At present, the role of cytokines in the process by which NEB affects follicular development in dairy cows is still unclear. BDNF in the hypothalamus plays an important role in regulation of energy balance. A considerable body of evidence links diminished BDNF signalling to energy balance dysregulation in humans and rodents (18, 25). Energy insufficiency is the cause of chronically elevated FGF21 in early lactation (28). Hepatic ANGPTL8 production was downregulated in the postpartum period when the cows experienced a negative energy balance.

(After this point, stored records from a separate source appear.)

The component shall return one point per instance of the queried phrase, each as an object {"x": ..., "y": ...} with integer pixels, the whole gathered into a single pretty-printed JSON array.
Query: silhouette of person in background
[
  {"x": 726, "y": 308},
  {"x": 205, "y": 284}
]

This downregulation was associated with increased concentrations of NEFA and decreased concentrations of INS in lactating cows, and it facilitated lipid mobilisation from adipose tissue to the mammary glands (21). In this study, 21 d into the postpartum period, plasma IL-6 and FGF21 levels in NEB cows were significantly higher than those in PEB cows. However, plasma BDNF and ANGPTL8 levels were decreased in the NEB cows. Except for IL-6, these differences in FGF21, BDNF and ANGPTL8 all persisted to d 50–55 of the postpartum period. It can be seen that the significant increase in plasma IL-6 levels four weeks earlier may be related to the occurrence of clinical ketosis in NEB cows. In addition, high levels of BDNF promoted oocyte maturation, and low levels of FGF21 abrogated the preserving effect of low protein intake on the primordial follicle pool, thereby activating primordial follicles (31, 37). However, there is no report on the effect of ANGPTL8 on follicular development in dairy cows. Therefore, the abnormal changes in cytokines caused by NEB in the early stage of lactation in dairy cows can also interfere with the normal growth and development of follicles in the eighth week postpartum. Further research is warranted on the roles of cytokines in follicular growth because deeper knowledge of their mechanism of action will clarify some important reproductive implications in bovines.

In conclusion, negative energy status was associated with greater ΔBCS, higher plasma concentrations of BHBA and NEFA, and a lower one of GLU during the postpartum period on d 21, 50, and 55. Plasma hormones were in smaller presence during the study period in NEB cows, whereas plasma minerals were not affected by energy status. In addition, NEB cows had upward and downward changes in plasma cytokines. NEB cows had a weaker follicular growth rate eight weeks postpartum than PEB cows, which was associated with measurable changes in energy metabolites, hormones and cytokines caused by earlier postpartum NEB. These observations indicate that follicular growth rate is associated with measurable changes in energy metabolites, hormones and cytokines caused by early postpartum NEB.